There used to be a stricture against certain types of hedonistic pleasures during the months with an R, but no such constraint on those with three. So, as it is June, I could therefore indulge in the guiltless enjoyment of the Philharmonia’s end of term offer of Ravel, Rachmaninov and Respighi. And what a joy it was! The Royal Festival Hall was suffused with the fantastic glow of the orchestra’s gorgeous sound, overseen by Carlos Miguel Prieto standing in for the indisposed Santtu-Matias Rouvali, and topped-off by the wizardry of Nikolai Lugansky. On the face of it the three composers do not have much in common, except that they were all born in the 1870s and died within a few years of each other. No one could possibly mistake one for the other, a fact evidently known by Prieto whose handling of the scores met each man on his own terms and became their loyal champion.
In the Alborada del gracioso, Ravel’s superb orchestration of the fourth movement of his piano suite Miroirs, there is a jester abroad; he’s had a good breakfast but is thirsty for an amorous encounter.
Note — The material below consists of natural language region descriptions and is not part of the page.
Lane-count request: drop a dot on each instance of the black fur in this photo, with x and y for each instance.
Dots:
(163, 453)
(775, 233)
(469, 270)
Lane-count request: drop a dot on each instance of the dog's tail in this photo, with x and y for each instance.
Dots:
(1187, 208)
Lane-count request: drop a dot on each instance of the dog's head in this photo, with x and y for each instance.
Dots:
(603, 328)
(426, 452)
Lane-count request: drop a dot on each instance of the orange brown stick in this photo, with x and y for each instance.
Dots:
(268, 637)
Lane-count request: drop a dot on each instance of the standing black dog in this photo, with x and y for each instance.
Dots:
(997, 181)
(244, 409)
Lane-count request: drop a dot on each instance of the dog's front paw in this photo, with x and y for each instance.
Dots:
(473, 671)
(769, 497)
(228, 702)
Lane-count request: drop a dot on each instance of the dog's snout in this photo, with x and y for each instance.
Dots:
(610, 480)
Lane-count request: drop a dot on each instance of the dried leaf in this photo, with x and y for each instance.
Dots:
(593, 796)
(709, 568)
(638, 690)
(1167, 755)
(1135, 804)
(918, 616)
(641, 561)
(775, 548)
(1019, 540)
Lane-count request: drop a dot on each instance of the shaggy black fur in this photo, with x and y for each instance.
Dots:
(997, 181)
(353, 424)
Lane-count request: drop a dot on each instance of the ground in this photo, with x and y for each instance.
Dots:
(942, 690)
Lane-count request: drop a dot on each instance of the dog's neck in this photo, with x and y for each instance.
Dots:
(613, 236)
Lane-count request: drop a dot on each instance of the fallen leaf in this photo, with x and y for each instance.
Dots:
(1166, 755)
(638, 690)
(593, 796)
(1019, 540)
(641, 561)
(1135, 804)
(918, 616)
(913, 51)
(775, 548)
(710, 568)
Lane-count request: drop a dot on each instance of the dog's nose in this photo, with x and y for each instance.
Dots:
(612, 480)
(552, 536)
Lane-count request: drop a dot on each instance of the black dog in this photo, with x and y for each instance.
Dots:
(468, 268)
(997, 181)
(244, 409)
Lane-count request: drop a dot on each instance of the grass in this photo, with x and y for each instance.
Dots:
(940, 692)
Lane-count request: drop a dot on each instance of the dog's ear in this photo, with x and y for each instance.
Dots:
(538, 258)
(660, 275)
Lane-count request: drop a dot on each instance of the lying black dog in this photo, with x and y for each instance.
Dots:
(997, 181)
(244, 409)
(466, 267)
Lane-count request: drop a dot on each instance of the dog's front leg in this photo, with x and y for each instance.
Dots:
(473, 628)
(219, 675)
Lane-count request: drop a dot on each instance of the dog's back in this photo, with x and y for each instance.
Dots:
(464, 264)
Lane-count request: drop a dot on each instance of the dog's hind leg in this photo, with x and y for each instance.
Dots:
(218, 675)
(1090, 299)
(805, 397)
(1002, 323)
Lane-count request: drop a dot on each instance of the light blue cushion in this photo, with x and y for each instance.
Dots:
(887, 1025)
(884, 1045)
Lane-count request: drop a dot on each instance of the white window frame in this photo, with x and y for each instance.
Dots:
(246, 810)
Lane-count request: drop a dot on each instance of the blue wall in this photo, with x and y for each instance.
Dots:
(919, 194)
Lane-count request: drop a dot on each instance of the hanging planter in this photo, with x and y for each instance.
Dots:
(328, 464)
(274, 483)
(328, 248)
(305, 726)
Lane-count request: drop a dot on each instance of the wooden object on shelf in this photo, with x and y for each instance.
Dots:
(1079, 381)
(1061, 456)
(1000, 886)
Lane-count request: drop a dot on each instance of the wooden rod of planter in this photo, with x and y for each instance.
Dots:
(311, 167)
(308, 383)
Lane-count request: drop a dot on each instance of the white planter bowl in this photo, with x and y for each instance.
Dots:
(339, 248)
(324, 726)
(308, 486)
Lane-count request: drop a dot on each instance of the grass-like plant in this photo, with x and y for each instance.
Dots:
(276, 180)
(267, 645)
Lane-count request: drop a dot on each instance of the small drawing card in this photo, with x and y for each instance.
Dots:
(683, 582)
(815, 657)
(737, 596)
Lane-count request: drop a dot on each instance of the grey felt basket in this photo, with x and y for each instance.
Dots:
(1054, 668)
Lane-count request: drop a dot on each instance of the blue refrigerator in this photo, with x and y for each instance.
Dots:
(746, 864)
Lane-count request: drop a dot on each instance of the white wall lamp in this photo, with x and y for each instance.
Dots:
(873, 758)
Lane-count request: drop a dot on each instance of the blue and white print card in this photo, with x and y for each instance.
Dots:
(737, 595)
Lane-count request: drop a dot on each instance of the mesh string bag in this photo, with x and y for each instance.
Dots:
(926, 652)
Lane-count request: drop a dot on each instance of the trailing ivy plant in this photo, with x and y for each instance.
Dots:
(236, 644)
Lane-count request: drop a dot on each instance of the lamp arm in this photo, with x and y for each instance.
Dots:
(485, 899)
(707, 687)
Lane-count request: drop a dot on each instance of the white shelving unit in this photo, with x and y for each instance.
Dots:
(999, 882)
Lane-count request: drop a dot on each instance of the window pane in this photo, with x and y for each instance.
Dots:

Giving him voice, bassoonist Richard Ion sang a lusty serenade which was rewarded with a glorious shimmer from the whole of the woodwind section, a shimmer which, were it pictorial, would have stirred the ire of Mary Whitehouse. With La Valse, Prieto showed what a suave conductor he is, and by that I do not mean merely being polite, charming or cool; his demeanour and gestures radiated a genuine passion for the piece and convinced the players to share in that passion.
I don’t know what Mrs Whitehouse would have made of Rachmaninov’s Piano Concerto no. 3 in D minor whose naked passion has long been on public view. Lugansky and Prieto were complicit in staging a performance that in the first movement sailed, with evident excitement, to a land of make-believe. In the second, the piano gave itself up to the smooth murmurings of the strings, before being stirred by the realisation that life isn’t all sweetness and light with a terrific leap into the maelstrom of the last movement. Here, the chemistry between soloist, conductor and orchestra was simply stupendous; the intensity of the sound was just overpowering. At the end there was a split-second where the world stood still – before the eruption of a volcano of justly-deserved applause. The encore, Rachmaninov’s arrangement of a Tchaikovsky Lullaby, was Lugansky’s generous appreciation of that accolade.